Saat menunggu di dalam mobil dengan kondisi mesin dimatikan, kipas angin portable sangat membantu untuk menghalau dan mengurangi panas.
Penyangga kipas lama yang biasa saya gunakan akhirnya benar-benar patah dan tidak bisa dipakai lagi, akibat terlalu sering terjepit kaca jendela mobil ðŸ¤.
Saya pun membeli kipas portable pengganti yang sejenis, dengan harapan jika suatu saat rusak, bisa dijadikan bahan kanibal untuk perbaikan.
Namun, belum juga sempat dipakai, saya sudah melihat ada hal yang menurut saya kurang pas pada desain penjepit kipas yang baru.
Jika digunakan di mobil, desain bantalan penjepit tersebut berpotensi menimbulkan goresan atau lecet, karena lapisan pelindungnya dirasa kurang maksimal. Hal ini berbeda dengan penjepit kipas lama yang justru lebih aman, meskipun akhirnya rusak karena usia pemakaian.
Akhirnya saya memutuskan untuk memodifikasi kipas baru ini dengan menggunakan penjepit kipas yang lama.
Lubang as pemutar arah kipas diperlebar.
Dengan menggunakan mesin mini grinder dengan mata bor jenis diamond, seukuran dengan ketebalan mur baut yang akan dipasangkan.
Posisi mur baut setelah dipasangkan dilihat dari bagian bawah. Menggunakan dua buah mur sebagai pengunci, agar tidak akan kendur.
Pada kedua titik pertemuan yang diikat mur baut, saya menambahkan seal karet yang berfungsi sebagai peredam getaran sekaligus menjaga arah angin agar tidak mudah bergeser.

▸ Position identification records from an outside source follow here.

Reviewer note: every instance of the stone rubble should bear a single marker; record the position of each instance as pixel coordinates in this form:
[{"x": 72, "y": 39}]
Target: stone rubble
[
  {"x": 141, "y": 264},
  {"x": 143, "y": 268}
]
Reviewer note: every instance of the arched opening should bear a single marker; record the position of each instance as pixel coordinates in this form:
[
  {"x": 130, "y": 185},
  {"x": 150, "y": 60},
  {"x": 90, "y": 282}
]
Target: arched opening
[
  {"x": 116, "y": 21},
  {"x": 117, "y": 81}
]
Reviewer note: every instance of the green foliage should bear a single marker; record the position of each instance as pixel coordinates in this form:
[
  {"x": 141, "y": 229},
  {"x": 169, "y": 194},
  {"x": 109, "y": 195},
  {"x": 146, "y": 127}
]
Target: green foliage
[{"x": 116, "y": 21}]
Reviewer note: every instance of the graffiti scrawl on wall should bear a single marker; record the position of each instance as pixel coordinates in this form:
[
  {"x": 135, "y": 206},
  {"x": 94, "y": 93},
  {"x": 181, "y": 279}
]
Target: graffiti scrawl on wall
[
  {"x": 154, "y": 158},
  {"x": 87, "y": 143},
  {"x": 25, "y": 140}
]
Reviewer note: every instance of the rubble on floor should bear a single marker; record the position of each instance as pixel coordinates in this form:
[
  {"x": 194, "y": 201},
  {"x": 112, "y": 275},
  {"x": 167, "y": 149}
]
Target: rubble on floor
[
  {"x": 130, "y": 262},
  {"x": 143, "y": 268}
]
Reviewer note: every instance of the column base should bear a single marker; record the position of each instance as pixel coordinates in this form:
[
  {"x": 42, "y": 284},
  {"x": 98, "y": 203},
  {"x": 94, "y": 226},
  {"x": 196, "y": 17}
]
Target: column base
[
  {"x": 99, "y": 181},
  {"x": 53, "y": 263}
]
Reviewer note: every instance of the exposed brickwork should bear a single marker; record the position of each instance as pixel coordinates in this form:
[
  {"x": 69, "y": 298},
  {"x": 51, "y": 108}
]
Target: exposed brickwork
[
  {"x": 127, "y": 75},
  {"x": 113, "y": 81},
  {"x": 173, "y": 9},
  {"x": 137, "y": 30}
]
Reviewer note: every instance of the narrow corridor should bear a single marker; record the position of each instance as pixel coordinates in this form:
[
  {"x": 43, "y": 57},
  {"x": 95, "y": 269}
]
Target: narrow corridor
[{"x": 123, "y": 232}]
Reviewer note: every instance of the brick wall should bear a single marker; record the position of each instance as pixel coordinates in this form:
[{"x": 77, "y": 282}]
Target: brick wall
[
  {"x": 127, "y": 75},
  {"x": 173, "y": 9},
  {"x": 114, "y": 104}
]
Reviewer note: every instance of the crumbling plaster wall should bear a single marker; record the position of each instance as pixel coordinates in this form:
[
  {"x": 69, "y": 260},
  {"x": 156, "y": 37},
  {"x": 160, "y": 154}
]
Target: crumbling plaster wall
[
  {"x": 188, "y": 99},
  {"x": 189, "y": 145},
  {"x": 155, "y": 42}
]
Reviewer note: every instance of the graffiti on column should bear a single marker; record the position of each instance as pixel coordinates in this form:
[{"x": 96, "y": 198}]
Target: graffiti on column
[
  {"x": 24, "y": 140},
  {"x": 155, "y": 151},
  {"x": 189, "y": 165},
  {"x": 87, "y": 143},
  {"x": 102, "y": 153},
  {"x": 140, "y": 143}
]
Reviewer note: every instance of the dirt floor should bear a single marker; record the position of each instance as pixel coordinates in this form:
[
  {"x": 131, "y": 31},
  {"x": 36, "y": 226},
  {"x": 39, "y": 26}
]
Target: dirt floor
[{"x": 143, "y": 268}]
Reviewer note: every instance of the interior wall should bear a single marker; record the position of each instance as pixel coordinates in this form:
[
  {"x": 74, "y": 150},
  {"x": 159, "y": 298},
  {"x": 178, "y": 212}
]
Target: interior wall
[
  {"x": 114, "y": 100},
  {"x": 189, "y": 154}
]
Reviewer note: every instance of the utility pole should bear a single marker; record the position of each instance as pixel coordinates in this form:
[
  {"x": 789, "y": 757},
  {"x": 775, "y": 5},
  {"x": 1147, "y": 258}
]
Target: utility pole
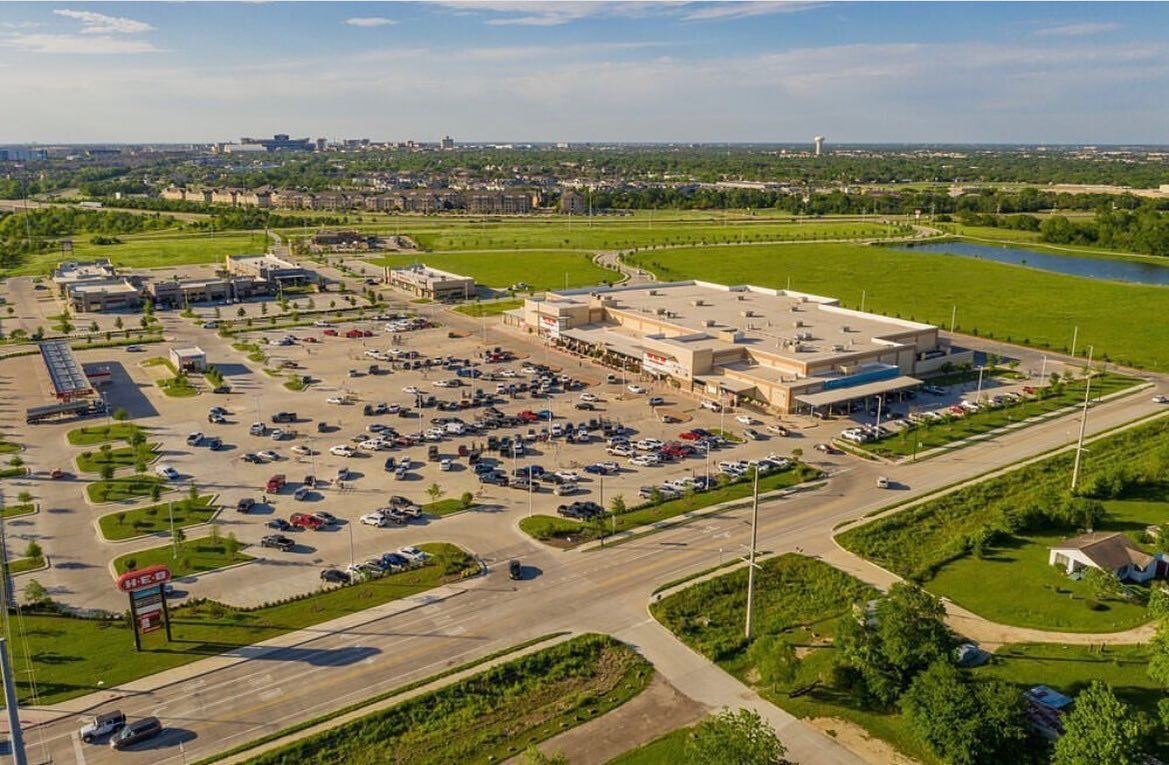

Sayangnya, posisi karet tersebut tidak sempat saya dokumentasikan.
Berikut posisi kipas angin portable saat digunakan didalam mobil dengan kondisi mesin mati untuk membantu mengurangi panas.
Secara performa, kipas portable yang baru ini sangat bagus:
suara hening dan halus, baling-baling seimbang nyaris tanpa getaran, serta dilengkapi indikator kecepatan angin.
^_^
--- --- Jurnal --- ---
27 Mei 2026 (Idul Adha)
Ternyata kipas pengganti tersebut tak mampu bertahan lama. Dalam pemakaian intensif, usianya bahkan tidak sampai 4 bulan (lebih cepat dari perkiraan).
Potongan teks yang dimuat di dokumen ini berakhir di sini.